Şimdi Balıkesir’in “Türkiye’yi besleyen şehir” namı var. İşte 50 tane peyniri var, 60 tane bilmem nesi var, şusu var busu var falan… Tamam güzel, pirinci de var, onu da sayalım, mısırı da var, onu da sayalım ama bu ülkede herkes bu ekonomik modelle soyuluyor. Birinci soyulan ücretliler, diğerleri de çiftçiler. Balıkesir’de söylenen hayvan rakamları ve bu hayvansal ürün rakamı doğru değildir. Mutlak surette Türkiye’de kesin bir tarım sayımı yapılarak bunun doğrusu ortaya çıkarılmalıdır. 2002 yılında, çok gerilere gitmiyorum, 1 ton buğday satan çiftçi 35 gram altın alıyordu. Bugün 1 ton buğdayla kaç gram altın alacağını otursun kendisi hesaplasın.

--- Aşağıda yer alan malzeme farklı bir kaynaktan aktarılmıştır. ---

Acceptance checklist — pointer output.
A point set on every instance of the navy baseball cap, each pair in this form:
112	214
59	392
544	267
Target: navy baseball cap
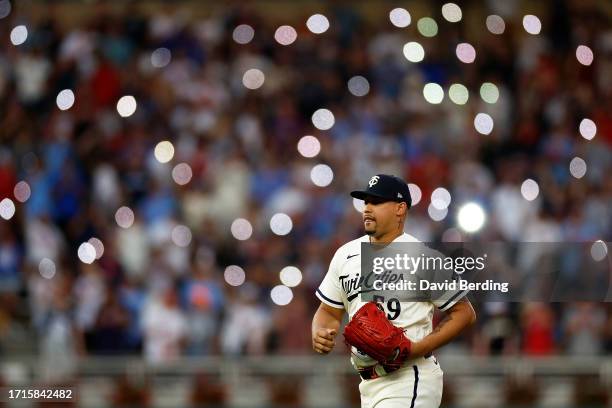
385	186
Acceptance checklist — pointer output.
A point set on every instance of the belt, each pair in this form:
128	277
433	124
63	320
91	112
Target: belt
370	373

İşçi soyulmuş, memur soyulmuş, esnaf soyulmuş… Düşünebiliyor musunuz 7.000 lira minimum bir BAĞ-KUR primi. Hangi çiftçi ödeyecek bunu, hangi esnaf ödeyecek bunu? Kiralara bakın, usulü kaidesi kopmuş… Dün 5.000 lira olan yere adam bugün 20.000 lira istiyor. Enflasyon yüzde 100 ise 10.000 lira olsun kardeşim, yani her şey yerle bir olmuş. İşte yerle yeksan olan bu değerleri kendi ayağının üstüne oturtur, Balıkesir’i yeniden nasıl ihya edeceğiz, nasıl inşa edeceğiz, ona geçelim.

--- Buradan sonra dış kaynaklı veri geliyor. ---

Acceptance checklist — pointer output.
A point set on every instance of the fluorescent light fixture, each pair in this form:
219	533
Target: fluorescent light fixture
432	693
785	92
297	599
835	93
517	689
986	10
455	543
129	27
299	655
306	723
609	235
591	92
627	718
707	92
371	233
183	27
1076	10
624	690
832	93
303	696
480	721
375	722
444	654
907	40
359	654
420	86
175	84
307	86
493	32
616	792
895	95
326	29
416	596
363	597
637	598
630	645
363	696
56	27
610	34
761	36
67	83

Balıkesir’de istasyonun arkasına belediye el koydu. Biz rahmetli Sami Gökdeniz ile oraya bir Kültür Sitesi yapılması için Başbakan’a gittik, Ulaştırma Bakanına gittik, Ulaştırma Bakanı TCDD Genel Müdürünü ikna edemedi. Sayın Demirel’in yanına gittik, Demirel oraya Genel Müdürü çağırdı, dedi ki “Balıkesir Belediyesi’nin bir talebi varmış, oturun aranızda uzlaşın,” dedi. Olmadı mı, yine oldu canım, verdiler işte orasını. Sonra yürümedi ayrı, şimdi oranın tamamını Balıkesir Belediyesi aldı, neden aldı diye sorgulamayalım mı? Çok mu lazımdı emlak konutu yapmak oraya? Park yapsaydınız, deprem toplama alanı yapsaydınız, başka sosyal tesisler koysaydınız, insanlar gelip gitseydi.

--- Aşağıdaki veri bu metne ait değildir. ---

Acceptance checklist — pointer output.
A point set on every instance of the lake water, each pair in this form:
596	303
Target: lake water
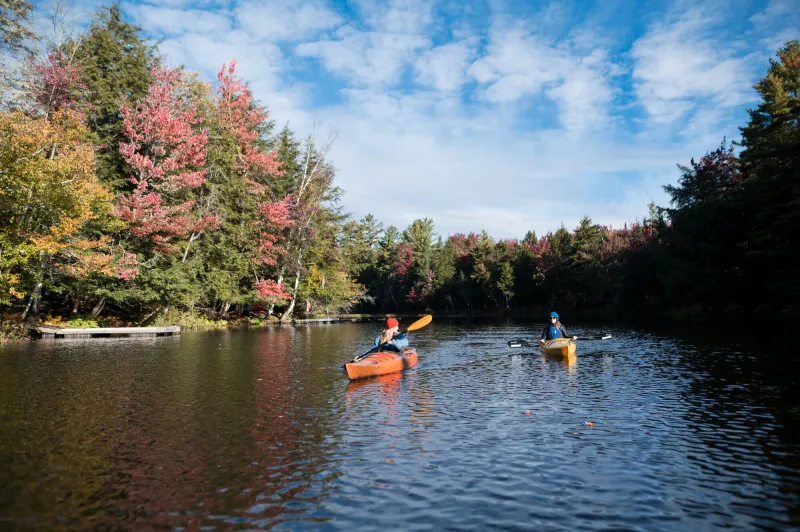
260	429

“Gıda krizi Türkiye’nin kapısını çalıyor”

Dünyanın ekolojik, sosyal ve siyasal olarak değişen şartlarında artık bir gıda krizi Türkiye’nin kapısını çalmaktadır. Gıda üreten bir şehir olarak buradaki imkânlarımızı çok daha iyi ve verimli kılarak, o sektör cazip hale getirilerek Türkiye’nin ekonomisine katkı sağlamasını diliyorum.

Mahalli seçimlerde de halkın en doğru kararı vererek, kendisini idare edecekleri seçeceğini düşünüyorum. Biz de seçimlerle alakalı düşüncemizi vakti geldiğinde ortaya koyacağız.”